After second- and third- and fourth-year classes, Janet said things like, “Clea, you’re not responsible for your mother. Nothing she did was ever your fault.”
I’d always thought I was insufficient, never enough for Clarice Shine. Now, from what Auntie had told me, Mama was never enough for her mother, either.
“Can they still arrest me?” I’d asked Janet one day.
“I don’t know,” she said, and I thought no less of her.
“Clea?” Auntie says, and I realize she’s said it several times.
A growling has begun, and rises in its fierceness, like animals wild and let loose in the yard.
Uncle jumps to his feet. “It’s the river!” he says. He cracks open the back door. He and Wheezer hold tight to the screen, but the wind rips it as though it was a paper kite, and they grip the door frame. Uncle has a flashlight that doesn’t shine far but doesn’t need to. The river covers the yard, lashed and frenzied into foam. As though it were an angry ocean, it laps the middle step, and murky water and trash are blown into the kitchen, and Bitsy screams.
Uncle leans on the door but cannot turn the bolt or fight the tide. “Everybody upstairs!” he says. He shoves the flashlight at Thomas while he sloshes through to Auntie’s room, rips pillowcases from the bed, and begins to empty things from the refrigerator. Luz and I reach into the pantry for bread and cans, and I remember a can opener. We climb up the stairs, lugging plastic jugs and Auntie’s lockbox to the upstairs hall. Getting Shookie up, urging Bitsy, who is screaming. We all sit on the top steps and listen while the river grinds and strips the porch steps away and rips off the front door.

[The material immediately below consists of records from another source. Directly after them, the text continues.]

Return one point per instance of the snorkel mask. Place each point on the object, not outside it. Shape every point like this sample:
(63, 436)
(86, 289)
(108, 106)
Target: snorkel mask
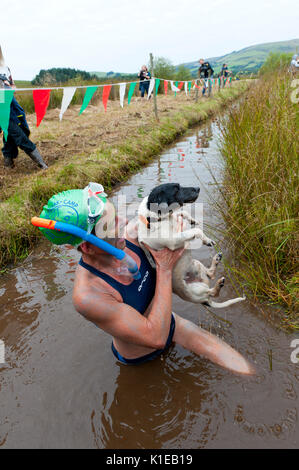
(70, 216)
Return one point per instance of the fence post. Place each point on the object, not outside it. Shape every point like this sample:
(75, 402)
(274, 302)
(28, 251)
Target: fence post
(154, 90)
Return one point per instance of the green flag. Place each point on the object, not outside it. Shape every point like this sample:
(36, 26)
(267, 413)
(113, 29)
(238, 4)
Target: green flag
(157, 84)
(131, 91)
(87, 97)
(5, 101)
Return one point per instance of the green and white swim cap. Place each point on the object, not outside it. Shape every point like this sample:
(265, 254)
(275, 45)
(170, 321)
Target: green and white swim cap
(80, 207)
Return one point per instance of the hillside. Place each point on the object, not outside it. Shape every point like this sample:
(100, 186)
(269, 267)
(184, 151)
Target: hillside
(249, 59)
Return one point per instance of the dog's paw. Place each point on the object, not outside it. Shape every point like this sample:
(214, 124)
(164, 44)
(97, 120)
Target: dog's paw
(209, 242)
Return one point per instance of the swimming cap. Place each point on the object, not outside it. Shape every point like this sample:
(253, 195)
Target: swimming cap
(80, 207)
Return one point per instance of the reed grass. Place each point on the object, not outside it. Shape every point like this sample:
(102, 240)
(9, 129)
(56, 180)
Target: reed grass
(259, 201)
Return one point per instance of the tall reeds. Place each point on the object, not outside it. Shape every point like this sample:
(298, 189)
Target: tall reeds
(261, 148)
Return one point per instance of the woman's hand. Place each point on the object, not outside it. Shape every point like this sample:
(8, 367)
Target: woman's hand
(165, 259)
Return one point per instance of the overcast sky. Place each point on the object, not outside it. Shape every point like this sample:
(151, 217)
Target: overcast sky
(118, 35)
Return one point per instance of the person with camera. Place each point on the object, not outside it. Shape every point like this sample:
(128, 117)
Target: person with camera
(18, 129)
(144, 77)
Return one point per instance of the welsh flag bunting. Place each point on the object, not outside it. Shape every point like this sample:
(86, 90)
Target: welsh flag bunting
(157, 85)
(41, 100)
(165, 86)
(151, 87)
(173, 86)
(106, 92)
(87, 97)
(68, 94)
(6, 97)
(131, 91)
(122, 91)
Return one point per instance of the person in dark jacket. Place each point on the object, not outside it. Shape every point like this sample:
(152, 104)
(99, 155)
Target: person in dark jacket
(205, 71)
(144, 77)
(224, 71)
(18, 129)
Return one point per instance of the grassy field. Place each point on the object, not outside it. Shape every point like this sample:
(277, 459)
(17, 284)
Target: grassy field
(95, 146)
(261, 148)
(249, 59)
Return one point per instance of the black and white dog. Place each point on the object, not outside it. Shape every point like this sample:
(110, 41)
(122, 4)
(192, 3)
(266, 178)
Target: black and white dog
(161, 221)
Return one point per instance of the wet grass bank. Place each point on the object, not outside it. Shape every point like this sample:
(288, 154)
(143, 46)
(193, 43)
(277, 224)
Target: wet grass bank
(110, 163)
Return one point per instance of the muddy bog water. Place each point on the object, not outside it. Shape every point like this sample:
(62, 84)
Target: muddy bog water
(61, 387)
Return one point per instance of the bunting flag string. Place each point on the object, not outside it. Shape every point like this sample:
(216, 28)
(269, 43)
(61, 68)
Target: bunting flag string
(131, 91)
(173, 87)
(41, 100)
(122, 91)
(87, 97)
(186, 88)
(41, 96)
(5, 102)
(106, 93)
(157, 85)
(151, 87)
(68, 94)
(165, 87)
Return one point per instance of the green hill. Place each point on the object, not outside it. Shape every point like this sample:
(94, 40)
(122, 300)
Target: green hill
(249, 59)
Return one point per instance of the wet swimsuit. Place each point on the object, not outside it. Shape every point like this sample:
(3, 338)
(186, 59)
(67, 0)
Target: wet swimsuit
(138, 295)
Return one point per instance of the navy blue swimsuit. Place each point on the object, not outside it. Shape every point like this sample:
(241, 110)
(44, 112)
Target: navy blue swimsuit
(138, 295)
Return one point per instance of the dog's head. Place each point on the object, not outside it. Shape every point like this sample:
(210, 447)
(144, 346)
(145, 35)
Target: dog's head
(168, 197)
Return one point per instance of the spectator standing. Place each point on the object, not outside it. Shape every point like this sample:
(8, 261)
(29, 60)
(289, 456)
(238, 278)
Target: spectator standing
(144, 76)
(205, 71)
(18, 129)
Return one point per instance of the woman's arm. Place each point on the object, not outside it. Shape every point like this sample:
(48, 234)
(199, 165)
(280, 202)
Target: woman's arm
(124, 322)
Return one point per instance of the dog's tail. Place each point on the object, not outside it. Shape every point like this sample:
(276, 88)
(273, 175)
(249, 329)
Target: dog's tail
(213, 304)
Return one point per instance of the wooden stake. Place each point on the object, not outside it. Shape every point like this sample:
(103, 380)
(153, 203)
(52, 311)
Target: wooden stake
(154, 90)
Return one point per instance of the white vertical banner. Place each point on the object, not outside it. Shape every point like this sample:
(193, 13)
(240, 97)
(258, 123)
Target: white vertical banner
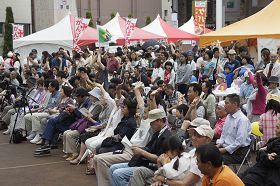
(79, 27)
(18, 31)
(129, 27)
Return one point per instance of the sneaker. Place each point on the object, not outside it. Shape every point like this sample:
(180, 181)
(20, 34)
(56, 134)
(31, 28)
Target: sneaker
(7, 132)
(43, 153)
(31, 136)
(36, 139)
(43, 148)
(40, 142)
(72, 157)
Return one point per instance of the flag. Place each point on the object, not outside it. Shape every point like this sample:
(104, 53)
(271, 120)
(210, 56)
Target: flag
(200, 16)
(103, 35)
(79, 27)
(129, 27)
(18, 31)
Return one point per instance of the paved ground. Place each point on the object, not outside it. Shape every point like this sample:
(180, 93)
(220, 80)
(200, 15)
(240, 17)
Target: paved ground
(19, 167)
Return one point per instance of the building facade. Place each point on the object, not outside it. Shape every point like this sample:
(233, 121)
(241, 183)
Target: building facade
(48, 12)
(20, 16)
(235, 10)
(140, 9)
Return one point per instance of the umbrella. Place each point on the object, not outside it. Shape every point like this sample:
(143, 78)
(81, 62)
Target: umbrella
(150, 43)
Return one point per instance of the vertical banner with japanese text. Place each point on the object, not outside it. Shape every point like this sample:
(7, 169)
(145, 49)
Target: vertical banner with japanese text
(200, 16)
(79, 27)
(18, 31)
(129, 27)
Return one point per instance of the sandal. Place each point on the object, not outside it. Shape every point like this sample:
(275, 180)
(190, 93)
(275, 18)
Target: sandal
(76, 161)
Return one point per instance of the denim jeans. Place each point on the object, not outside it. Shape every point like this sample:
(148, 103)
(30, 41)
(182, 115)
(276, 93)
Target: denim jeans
(121, 174)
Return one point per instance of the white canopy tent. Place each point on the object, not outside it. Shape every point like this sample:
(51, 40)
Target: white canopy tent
(190, 27)
(49, 39)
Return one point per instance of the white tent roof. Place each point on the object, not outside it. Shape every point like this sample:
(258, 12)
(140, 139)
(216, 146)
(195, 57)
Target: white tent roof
(155, 27)
(188, 26)
(58, 34)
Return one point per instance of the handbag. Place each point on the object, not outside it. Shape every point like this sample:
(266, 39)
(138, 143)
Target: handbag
(17, 136)
(90, 165)
(109, 142)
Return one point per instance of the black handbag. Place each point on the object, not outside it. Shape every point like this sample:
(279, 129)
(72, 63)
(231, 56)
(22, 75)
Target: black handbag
(109, 142)
(17, 136)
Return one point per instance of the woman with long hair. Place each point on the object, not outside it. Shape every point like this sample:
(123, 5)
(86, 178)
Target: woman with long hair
(168, 75)
(210, 66)
(269, 119)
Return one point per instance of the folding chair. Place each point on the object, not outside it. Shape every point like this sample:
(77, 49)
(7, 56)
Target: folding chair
(247, 157)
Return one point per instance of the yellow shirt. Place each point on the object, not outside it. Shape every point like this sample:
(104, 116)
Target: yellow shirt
(223, 177)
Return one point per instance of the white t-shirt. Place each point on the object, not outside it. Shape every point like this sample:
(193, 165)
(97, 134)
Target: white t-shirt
(17, 66)
(1, 60)
(187, 163)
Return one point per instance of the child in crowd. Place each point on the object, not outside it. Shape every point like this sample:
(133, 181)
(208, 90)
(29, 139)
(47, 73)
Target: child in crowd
(229, 74)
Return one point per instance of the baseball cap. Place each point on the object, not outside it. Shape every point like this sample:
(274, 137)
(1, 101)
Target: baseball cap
(155, 114)
(199, 121)
(221, 104)
(274, 97)
(80, 92)
(204, 130)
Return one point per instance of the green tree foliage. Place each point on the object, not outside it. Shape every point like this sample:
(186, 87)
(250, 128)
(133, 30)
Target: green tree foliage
(8, 37)
(89, 16)
(148, 20)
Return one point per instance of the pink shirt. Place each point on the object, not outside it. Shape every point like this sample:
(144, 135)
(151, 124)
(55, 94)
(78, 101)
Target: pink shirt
(259, 104)
(219, 127)
(268, 123)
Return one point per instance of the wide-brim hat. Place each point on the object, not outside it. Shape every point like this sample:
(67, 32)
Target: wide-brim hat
(199, 121)
(231, 52)
(221, 75)
(155, 114)
(273, 79)
(204, 130)
(31, 80)
(96, 92)
(80, 92)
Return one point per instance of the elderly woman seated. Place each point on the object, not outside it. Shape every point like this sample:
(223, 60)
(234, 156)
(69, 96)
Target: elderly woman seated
(266, 170)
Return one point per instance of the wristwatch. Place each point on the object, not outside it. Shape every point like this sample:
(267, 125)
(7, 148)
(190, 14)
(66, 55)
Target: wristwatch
(165, 180)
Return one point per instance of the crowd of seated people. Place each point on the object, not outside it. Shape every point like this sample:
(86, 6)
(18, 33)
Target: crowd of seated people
(149, 116)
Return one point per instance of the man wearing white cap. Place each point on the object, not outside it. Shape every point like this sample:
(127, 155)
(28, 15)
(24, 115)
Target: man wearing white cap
(200, 135)
(222, 114)
(70, 136)
(235, 137)
(232, 61)
(147, 156)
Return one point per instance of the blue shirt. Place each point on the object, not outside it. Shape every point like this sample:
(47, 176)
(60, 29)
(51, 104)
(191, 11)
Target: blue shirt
(53, 101)
(246, 90)
(229, 78)
(244, 69)
(207, 67)
(236, 132)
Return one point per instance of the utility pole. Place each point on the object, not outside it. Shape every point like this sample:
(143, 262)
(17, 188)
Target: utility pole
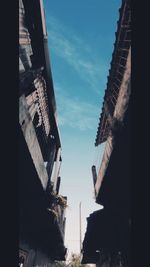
(80, 227)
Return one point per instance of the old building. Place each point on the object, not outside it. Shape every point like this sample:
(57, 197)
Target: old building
(41, 208)
(107, 239)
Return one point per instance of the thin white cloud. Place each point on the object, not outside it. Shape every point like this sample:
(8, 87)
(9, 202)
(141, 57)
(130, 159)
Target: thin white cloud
(76, 53)
(75, 113)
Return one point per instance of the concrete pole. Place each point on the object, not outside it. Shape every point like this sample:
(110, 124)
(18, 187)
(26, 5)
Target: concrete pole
(80, 227)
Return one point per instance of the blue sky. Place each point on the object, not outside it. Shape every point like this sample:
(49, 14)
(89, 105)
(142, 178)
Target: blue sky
(81, 34)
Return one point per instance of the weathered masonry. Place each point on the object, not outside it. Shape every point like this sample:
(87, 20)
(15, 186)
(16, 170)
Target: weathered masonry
(107, 239)
(41, 208)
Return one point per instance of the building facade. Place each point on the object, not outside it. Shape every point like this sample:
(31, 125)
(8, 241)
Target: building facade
(107, 239)
(41, 208)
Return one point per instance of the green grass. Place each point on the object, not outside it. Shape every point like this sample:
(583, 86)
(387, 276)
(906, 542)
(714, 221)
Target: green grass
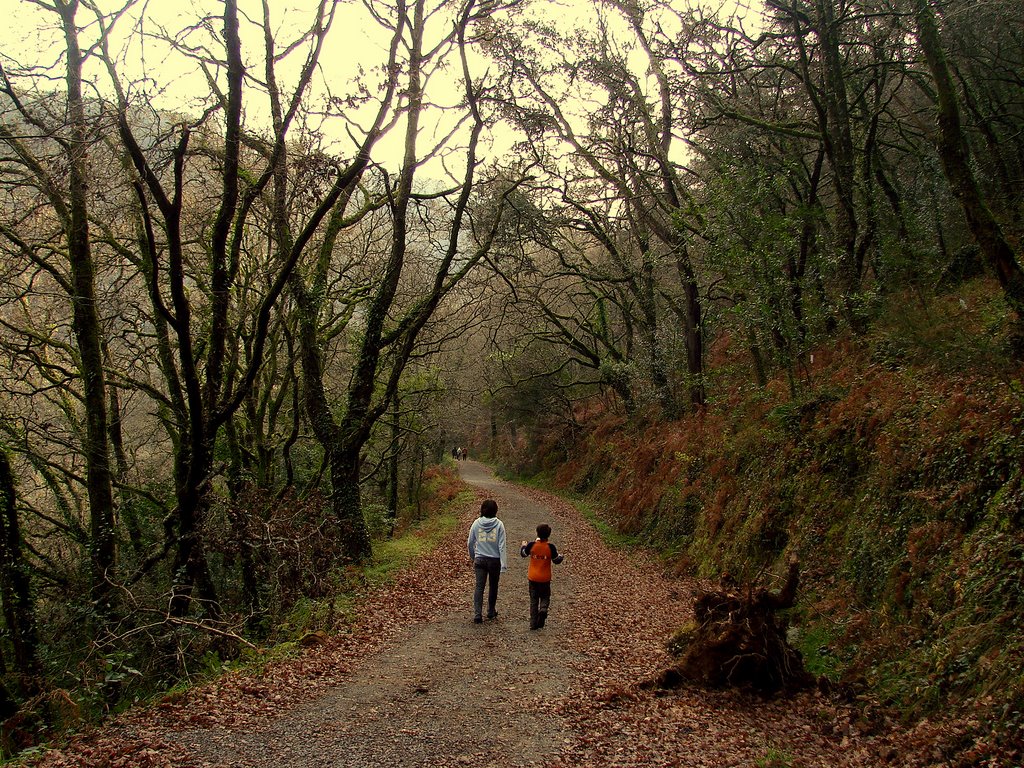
(392, 555)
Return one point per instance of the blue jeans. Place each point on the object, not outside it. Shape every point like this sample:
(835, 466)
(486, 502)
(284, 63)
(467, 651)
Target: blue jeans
(488, 570)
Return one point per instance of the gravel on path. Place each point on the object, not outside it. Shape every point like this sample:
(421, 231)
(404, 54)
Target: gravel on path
(417, 683)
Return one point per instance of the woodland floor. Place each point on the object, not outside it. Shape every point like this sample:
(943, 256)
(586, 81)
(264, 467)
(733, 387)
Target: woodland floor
(417, 683)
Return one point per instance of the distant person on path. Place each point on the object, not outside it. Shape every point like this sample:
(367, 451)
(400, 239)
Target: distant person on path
(486, 550)
(541, 553)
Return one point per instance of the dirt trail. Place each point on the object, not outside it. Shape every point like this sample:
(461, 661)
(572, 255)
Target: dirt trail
(446, 692)
(417, 683)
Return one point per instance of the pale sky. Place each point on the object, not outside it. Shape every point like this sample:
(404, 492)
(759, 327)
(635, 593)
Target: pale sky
(354, 42)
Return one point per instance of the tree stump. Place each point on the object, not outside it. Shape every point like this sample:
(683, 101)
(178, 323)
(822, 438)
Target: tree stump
(736, 640)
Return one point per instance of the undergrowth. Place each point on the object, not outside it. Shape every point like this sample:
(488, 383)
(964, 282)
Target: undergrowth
(895, 472)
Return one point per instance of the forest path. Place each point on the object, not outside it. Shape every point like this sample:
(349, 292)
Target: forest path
(417, 683)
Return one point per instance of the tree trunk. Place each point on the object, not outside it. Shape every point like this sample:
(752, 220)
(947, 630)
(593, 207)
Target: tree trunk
(955, 163)
(18, 610)
(88, 334)
(346, 504)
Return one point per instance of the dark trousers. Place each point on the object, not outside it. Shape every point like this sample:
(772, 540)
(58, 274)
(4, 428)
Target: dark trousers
(540, 599)
(488, 570)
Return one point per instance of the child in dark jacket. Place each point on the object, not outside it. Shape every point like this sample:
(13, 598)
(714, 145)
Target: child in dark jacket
(541, 553)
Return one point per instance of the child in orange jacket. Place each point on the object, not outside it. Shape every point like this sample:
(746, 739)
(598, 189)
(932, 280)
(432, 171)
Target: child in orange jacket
(541, 553)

When the first window blows out, and the plywood goes, Thomas grabs Harry and Luz, wraps them in a blanket from Wheezer’s bed, and takes them to sit on the bottommost steps that lead to the attic.
I think Uncle helps Shookie and the shrieking, always-shrieking Bitsy. I wish someone would slap her.
It is impossible for me to rise from the seventh step. Below, the windows explode one by one, and chairs, tipped and broken, wash out through the doors. Someone has lit a candle upstairs, and calls my name, but I think about others along the lane—how they’re surviving. I hear Wheezer, again, saying,
Surviving is just staying alive
. I worry about the inmates at the Farm who are surely manacled and maybe now drowning. I say a prayer for Frank.